The Arab Spring’s Seasonal Exam Markdown

The IMF completed reviews on the second post-Arab Spring round of programs with Jordan, Tunisia and Morocco, as Egypt awaited a turn after signing its agreement six months ago with stock markets flat to negative reflecting the lackluster reports. Jordan’s economic plight remained “challenging” with 2 percent growth, 4 percent inflation and over 15 percent decade-high unemployment. The fiscal deficit fell to 4 percent of GDP last year, with state utility company losses down, but public debt rose to 95 percent and the current account gap swelled above 9 percent. Geopolitical and security tensions still “impinge” on the medium-term investment outlook, despite additional donor support for refugee hosting, now able to be channeled through a World Bank-led $1 billion concessional platform. The Fund urged further moves against tax exemption and evasion and toward public-private partnerships to reduce budget costs and strengthen infrastructure efficiency. The central bank has hiked rates with foreign reserves slipping below target, as work continues on deposit protection, insurance, bankruptcy and other rules to bolster the business climate. Tunisia also was scolded for its runaway government wage bill elevating debt/GDP to 65 percent as growth doubles to a meager 2.5 percent, “too low” to attack youth joblessness and interior region poverty. The 5-year development plan aims to restore stability and tackle structural barriers through corruption and state bank and enterprise cleanups. Exchange rate flexibility and pension overhaul are on the agenda, and the country could benefit from the G-20 Compact for Africa initiative under outgoing host Germany. At home protests have erupted over proposed “economic reconciliation” legislation that would grant amnesty to illegal fund holders in return for declaring and investing the proceeds, as a “second revolution” has sparked occupation of key mining sites triggering military protection. The new US-trained Finance Minister has yet to win additional backing from Washington, as preparations for the joint commercial summit inaugurated last year stay on hold under the Trump administration.
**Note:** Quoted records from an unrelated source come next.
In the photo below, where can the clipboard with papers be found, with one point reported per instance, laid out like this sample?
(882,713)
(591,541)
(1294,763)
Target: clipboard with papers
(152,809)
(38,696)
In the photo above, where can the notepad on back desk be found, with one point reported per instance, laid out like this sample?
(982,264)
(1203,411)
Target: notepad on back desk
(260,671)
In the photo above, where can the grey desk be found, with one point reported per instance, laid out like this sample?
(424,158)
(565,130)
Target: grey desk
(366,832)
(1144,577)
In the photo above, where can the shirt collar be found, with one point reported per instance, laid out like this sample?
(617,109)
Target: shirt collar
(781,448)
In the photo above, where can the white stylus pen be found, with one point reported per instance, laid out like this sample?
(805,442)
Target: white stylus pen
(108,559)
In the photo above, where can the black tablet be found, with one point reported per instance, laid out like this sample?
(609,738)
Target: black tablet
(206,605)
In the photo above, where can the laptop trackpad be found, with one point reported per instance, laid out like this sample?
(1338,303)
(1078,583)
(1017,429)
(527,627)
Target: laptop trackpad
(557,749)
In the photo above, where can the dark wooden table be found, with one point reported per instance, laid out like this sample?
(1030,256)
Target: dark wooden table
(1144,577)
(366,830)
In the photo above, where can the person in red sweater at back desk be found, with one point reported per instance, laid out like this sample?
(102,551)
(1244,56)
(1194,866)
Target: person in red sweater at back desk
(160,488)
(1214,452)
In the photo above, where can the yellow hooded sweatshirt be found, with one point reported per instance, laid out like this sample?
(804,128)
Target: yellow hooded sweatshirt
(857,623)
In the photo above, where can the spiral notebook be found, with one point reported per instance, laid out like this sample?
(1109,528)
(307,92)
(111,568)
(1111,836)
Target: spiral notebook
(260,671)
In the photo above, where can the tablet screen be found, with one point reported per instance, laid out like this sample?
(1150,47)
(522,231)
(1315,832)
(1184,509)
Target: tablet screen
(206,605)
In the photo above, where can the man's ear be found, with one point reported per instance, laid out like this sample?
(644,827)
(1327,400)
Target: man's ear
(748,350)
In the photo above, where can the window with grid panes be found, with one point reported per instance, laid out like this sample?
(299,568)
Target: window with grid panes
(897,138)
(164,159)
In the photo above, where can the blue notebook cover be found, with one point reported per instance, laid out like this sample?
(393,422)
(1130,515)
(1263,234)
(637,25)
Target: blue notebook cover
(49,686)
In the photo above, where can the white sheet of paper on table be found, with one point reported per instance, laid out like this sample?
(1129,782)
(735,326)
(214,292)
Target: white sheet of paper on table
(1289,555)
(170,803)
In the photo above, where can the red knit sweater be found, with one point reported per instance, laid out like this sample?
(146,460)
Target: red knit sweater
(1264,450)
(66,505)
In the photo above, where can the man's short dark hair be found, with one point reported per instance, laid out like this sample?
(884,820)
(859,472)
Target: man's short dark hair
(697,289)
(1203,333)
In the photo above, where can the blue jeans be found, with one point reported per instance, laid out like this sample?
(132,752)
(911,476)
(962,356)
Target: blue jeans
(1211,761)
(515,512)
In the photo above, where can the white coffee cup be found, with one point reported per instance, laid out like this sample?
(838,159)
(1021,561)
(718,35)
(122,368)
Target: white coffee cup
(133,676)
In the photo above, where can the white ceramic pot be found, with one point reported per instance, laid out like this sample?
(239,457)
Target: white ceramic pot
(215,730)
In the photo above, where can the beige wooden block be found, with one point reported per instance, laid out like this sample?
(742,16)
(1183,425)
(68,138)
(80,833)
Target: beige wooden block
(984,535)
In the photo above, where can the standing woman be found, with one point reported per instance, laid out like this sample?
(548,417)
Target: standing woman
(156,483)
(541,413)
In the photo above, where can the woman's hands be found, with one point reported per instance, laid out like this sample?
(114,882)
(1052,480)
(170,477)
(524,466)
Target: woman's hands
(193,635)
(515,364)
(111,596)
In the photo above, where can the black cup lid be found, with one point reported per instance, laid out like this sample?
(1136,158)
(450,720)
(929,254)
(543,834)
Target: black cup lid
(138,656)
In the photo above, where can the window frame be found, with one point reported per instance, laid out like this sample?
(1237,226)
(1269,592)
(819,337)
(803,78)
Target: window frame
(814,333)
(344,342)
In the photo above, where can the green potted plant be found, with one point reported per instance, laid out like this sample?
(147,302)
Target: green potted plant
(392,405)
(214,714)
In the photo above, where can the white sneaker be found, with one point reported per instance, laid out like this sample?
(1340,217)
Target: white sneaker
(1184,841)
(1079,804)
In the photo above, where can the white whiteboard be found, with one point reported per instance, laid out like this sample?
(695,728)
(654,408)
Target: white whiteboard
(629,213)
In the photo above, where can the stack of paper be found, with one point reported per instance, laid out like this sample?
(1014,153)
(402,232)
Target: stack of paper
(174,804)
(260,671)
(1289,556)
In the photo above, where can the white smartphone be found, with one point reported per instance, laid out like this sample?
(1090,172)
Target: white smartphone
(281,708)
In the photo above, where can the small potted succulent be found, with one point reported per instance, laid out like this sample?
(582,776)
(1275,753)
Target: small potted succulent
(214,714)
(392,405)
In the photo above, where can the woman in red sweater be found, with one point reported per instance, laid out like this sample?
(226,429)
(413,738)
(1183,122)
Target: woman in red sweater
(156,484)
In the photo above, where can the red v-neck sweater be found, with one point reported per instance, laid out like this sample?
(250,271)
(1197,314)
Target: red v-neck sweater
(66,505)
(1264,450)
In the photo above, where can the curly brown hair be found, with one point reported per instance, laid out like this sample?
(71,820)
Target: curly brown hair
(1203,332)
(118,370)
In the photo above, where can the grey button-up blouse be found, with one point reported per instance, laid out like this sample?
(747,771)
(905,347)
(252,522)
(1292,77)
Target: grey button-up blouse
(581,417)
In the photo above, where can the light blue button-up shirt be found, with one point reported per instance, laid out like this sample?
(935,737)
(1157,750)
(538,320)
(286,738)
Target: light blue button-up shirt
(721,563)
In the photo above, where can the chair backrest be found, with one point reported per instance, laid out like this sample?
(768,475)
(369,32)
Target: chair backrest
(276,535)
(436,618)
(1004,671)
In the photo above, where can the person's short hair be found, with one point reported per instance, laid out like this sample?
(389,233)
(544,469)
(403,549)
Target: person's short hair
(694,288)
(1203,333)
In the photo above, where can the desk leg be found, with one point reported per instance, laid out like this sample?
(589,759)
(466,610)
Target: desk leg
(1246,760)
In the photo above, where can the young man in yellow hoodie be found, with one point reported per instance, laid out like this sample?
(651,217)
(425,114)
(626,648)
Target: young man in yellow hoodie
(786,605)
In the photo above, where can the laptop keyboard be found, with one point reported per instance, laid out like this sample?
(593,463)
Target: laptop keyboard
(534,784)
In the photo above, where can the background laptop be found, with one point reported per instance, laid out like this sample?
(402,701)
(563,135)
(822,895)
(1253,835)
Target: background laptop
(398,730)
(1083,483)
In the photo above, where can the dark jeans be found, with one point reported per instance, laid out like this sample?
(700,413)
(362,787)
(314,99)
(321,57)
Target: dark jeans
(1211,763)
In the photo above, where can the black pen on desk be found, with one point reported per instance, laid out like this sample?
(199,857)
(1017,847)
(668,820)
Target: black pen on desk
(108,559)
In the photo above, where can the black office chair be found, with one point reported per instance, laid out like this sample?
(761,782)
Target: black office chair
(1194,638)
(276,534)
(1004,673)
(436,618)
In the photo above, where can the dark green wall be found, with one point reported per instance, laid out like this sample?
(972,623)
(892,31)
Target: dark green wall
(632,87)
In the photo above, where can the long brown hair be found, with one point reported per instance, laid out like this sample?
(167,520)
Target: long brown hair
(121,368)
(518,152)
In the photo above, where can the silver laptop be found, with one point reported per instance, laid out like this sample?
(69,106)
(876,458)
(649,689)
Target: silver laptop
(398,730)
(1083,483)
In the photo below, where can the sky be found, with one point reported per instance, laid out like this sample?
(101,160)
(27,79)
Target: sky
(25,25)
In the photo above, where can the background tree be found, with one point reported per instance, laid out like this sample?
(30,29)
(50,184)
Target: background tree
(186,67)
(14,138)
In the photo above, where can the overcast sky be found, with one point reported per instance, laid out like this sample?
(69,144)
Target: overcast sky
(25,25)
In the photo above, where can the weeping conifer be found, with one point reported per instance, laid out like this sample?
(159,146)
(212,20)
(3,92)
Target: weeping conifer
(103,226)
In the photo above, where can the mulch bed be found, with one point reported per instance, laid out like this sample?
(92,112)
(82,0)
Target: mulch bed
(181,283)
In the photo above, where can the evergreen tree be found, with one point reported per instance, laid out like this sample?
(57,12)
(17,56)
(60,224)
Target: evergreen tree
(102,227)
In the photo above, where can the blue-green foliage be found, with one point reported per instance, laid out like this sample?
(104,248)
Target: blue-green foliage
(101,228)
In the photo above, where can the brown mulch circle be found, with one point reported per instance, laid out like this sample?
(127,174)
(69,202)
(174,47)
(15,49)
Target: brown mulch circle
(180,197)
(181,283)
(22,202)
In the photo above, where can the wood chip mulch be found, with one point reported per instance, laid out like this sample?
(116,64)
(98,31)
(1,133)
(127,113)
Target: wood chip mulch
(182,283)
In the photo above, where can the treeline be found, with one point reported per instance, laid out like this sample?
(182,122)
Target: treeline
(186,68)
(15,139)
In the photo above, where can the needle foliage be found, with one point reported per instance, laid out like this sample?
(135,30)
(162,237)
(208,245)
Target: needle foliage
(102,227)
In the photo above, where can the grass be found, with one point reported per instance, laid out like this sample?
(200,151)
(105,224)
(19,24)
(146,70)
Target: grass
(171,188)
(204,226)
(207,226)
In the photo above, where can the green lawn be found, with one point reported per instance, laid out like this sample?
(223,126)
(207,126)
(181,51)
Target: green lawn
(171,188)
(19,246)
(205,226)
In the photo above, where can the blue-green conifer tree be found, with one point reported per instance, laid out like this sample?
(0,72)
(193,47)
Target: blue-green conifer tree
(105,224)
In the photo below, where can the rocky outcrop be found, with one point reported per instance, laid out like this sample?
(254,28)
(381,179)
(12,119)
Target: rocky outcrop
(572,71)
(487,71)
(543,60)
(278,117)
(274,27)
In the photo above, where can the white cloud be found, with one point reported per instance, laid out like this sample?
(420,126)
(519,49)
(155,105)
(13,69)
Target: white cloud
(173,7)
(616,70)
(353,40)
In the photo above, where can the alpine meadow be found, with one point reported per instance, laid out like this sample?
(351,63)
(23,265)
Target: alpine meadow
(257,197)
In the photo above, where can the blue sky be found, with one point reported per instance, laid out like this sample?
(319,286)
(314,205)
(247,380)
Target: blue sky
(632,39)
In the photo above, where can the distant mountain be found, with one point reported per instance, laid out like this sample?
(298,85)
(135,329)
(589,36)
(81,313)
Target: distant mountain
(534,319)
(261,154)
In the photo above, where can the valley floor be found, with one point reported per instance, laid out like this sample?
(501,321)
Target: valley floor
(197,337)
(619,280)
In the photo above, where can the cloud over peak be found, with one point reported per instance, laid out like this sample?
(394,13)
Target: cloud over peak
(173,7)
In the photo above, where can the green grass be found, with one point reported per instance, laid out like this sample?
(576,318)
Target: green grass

For Morocco’s $3.5 billion arrangement risks are to the “downside” despite an expected growth rebound to 4 percent with unfinished fiscal and banking sector consolidation. Inflation is in the 1-2 percent range, and corporate and household deleveraging cut credit expansion to 5 percent, as the bad loan ratio neared double digits. Concentration with leading banks chasing the same state company borrowers and cross-border exposure throughout Sub-Sahara networks are major concerns, as the construction industry also heads into a weak period. The current account deficit should be 2 percent of GDP this year with good phosphate exports and tourism and remittance inflows. After preliminary fuel subsidy rollback, budget efforts have stalled and the Justice and Development party after securing an extended mandate in October elections intends to pursue decentralization, civil service salary caps, and better public enterprise governance. Parliament is set to approve provisions for bank emergency liquidity assistance as formal supervisory understandings are forged in the respective Francophone zones with a Moroccan presence. The currency peg is gradually shifting to a fluctuation band, and “e-regulation” is at the center of a campaign to lift the number 70 ranking in the World Bank’s Doing Business publication. Small firm credit access is a priority, and new collateral procedures are designed to unblock traditional financial establishment hesitation, according to the latest Article IV survey.